13 Nov 2008

Victims get little relief from priest abuse settlement


SPOKANE -- Admitted pedophile and former Spokane priest Patrick O'Donnell has agreed to pay his victims $5 Million even though he admits he doesn't have the money.

A settlement was confirmed in court Wednesday, one that an attorney for O'Donnell's victims calls a symbolic victory in that he doesn't have $5 Million and the victims will see very little money from the settlement.

Steve Barber waited six years for his day in court, the day that Patrick O'Donnell would take the stand and confess to sexually abusing him and others while a priest in Spokane. Unfortunately for Barber and other victims of priest abuse will never see that day.

Instead Barber attended a hearing Wednesday that ended his six year long legal fight.

"You try to get him into court to hold him accountable and all he has to say is ‘Oh I'm guilty' ... there should be more justice than that," Barber said.

O'Donnell avoided a civil trial scheduled for this week by admitting his sins and agreeing to a $5 Million settlement with 24 victims.

"I'm not excited about it and honestly might as well make it $20 Million ... crap he's not going to pay us anyway .... hell make it $100 Million ... make it sound good. No I'm not happy at all," Barber said.

O'Donnell's attorney released a written statement on his client's behalf that reads:

"Mr. O'Donnell agreed to the amount that was suggested by plaintiff's counsel. He wanted to put an end to this matter and not force the plaintiffs to relive this matter again in a projected 10-day trial. O'Donnell has previously expressed his apologies to all whom he has harmed and he continues to live with the reality that he personally cannot undo the harm that was done. If he could satisfy the judgment he would do so, but he cannot."

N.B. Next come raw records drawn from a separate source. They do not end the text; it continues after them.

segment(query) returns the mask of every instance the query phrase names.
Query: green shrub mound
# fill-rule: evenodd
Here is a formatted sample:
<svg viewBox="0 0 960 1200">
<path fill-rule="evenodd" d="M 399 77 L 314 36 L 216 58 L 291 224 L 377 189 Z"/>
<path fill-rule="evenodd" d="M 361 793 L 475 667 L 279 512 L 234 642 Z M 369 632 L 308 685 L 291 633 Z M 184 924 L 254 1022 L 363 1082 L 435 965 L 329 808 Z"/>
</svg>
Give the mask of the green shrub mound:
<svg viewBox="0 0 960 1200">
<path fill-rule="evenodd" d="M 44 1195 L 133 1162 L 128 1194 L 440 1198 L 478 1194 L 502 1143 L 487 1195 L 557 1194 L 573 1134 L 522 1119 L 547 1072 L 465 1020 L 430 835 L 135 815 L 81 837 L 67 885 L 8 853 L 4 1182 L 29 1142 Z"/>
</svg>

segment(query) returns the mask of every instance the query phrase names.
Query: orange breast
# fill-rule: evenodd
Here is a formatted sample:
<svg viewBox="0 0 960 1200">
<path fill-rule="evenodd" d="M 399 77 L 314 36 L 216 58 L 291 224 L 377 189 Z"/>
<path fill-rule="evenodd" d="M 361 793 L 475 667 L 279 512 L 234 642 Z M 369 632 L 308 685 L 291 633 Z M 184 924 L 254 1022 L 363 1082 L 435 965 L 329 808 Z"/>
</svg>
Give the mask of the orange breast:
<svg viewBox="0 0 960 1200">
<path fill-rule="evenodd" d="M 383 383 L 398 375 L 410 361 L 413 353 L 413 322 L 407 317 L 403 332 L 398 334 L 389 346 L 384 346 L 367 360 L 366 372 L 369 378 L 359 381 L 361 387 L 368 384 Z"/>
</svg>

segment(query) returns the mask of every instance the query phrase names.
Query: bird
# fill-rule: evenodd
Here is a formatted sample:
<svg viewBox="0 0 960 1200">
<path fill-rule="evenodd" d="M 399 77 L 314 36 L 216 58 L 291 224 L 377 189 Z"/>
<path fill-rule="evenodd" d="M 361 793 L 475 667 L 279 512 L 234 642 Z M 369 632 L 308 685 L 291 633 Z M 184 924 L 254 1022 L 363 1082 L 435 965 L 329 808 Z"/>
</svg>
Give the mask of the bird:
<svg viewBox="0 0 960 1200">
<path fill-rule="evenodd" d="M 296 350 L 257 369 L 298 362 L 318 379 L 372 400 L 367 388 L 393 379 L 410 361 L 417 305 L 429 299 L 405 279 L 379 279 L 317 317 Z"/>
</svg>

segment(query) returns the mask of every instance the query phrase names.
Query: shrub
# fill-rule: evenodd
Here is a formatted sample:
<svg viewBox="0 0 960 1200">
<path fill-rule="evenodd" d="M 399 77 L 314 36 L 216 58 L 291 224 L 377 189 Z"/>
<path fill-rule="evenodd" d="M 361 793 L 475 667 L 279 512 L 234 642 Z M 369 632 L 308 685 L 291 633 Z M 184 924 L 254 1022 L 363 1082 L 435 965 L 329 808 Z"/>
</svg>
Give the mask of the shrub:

Last January O'Donnell was a seasonal employee at a western Washington Costco and living a gated community in LaConner about 40 miles north of Seattle. His home is valued at $275,000 but victims attorneys say they haven't decided if they will force him to sell the house. State law would allow him to keep $125,000 of the equity in the home and O'Donnell's retirement accounts are also protected from the settlement.

Barber says the money does little for him.

"What do I really want? I want to go back to when I was 13 and hope this never happened in the first place and that will never happen," he said.

O'Donnell was not present for Wednesday's hearing.